Dad’s drivers license had f*@k all to do with it.
My Mum deserves more than that kind of flippant ignorance. Much, much more.
So, here I am. Now fully licensed and oblivious to the fact that once upon a time there was a ‘bone of contention’ that my inability to drive might make me ‘end up like my mother’
Perhaps over the years her inability to drive has made her more organized and independent. Or perhaps she would have had those qualities anyway. Does it even matter?
What matters to me is that she has been an example of resourcefulness, resilience and determination.
She taught me how to be a patient and loving mother.
She taught me how to be a committed, loyal and genuinely supportive wife.
She taught me how to be the soft place to fall for my work weary husband, and tired cranky children.
She taught me how to be the ‘Home’ for my family. She taught me that Home is not simply where you live, it is where your heart lies. She taught me that Home is a feeling, rather than a place.
She taught me to take life in my stride and make the best of every new situation.”
She taught me how to love unconditionally.
And, she taught me that the public bus is a perfectly respectable way to travel.

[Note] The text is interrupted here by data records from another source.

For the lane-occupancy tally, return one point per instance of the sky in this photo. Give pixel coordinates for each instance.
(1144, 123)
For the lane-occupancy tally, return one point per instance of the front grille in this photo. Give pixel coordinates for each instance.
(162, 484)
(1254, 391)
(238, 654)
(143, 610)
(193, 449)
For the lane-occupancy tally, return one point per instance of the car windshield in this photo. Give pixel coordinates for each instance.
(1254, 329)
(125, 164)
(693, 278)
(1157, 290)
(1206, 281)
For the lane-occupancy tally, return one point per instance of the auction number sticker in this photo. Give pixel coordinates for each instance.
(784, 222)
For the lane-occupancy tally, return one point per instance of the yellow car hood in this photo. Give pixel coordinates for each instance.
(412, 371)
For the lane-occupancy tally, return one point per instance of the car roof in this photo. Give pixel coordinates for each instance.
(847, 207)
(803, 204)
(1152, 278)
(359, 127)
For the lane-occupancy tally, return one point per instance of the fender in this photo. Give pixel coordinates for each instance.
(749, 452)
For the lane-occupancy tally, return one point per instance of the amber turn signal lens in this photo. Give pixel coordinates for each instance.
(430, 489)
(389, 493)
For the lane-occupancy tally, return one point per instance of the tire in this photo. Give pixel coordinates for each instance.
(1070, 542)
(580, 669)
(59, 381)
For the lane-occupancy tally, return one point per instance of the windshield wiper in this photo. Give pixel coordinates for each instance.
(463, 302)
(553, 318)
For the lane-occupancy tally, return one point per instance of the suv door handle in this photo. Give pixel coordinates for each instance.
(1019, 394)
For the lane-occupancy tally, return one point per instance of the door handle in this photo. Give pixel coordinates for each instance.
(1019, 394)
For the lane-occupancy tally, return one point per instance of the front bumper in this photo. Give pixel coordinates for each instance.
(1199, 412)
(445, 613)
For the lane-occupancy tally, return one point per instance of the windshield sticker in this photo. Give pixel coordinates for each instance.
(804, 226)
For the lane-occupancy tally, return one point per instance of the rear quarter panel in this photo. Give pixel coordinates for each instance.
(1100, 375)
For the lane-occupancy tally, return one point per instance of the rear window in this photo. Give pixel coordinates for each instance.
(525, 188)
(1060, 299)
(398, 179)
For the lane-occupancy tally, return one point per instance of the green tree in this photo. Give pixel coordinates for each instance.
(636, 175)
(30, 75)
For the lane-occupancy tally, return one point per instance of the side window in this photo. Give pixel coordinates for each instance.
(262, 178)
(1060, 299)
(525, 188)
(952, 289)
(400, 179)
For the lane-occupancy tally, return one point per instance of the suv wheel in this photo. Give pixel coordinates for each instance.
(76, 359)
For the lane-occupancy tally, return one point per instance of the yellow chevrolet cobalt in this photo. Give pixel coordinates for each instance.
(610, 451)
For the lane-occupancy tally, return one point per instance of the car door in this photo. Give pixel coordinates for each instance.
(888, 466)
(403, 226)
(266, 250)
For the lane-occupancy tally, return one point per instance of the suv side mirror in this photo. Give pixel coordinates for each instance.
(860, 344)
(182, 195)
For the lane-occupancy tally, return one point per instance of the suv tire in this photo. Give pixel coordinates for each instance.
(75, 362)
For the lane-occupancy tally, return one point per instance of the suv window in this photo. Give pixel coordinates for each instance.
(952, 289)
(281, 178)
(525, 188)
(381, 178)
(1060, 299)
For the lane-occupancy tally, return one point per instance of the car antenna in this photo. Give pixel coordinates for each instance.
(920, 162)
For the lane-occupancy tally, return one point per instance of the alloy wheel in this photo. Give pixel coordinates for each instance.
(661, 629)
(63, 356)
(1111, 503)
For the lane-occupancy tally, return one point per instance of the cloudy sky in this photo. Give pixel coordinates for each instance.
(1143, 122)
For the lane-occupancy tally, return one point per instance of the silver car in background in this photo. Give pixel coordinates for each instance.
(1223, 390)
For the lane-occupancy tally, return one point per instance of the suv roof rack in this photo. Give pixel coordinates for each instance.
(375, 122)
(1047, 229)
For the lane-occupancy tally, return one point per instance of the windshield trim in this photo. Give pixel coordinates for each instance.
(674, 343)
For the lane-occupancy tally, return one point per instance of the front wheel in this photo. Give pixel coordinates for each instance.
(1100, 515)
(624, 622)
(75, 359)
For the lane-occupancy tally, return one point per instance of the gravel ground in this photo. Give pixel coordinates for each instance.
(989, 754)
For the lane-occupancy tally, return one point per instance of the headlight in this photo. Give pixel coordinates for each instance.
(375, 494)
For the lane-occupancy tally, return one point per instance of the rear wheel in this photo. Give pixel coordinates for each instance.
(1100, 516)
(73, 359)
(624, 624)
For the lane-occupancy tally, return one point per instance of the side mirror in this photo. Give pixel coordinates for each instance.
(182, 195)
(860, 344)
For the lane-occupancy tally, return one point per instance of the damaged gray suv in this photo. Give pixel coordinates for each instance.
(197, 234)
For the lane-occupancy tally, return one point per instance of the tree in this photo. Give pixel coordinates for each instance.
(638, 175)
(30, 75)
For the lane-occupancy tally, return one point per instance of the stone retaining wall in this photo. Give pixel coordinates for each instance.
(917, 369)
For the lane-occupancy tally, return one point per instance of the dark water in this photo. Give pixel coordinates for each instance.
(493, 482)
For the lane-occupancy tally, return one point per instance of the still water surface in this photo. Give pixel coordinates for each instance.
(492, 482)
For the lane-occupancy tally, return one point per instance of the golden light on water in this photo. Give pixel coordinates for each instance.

I’m fairly certain that if I had never learned to drive, I would have been more than ok ending up just like my Mother.
This is in no way a sledge against my MIL. I happen to think she is a pretty awesome lady too. She is another Mum who is strong and independent and loyal. She made a snap judgement that was coloured by her own experience. She saw her son’s life through the filter of her own and acted out of concern for him. It is something we all do. Faced with my 3 boys’ girlfriends in the future I will probably have fears for them too. We are human.
To err is human. To forgive divine.
Oh and PS.
The sacrifices my Dad has made for his military career I am still learning. There are things that he still wont tell me about, even now. I hope to tell you some of his story at another time.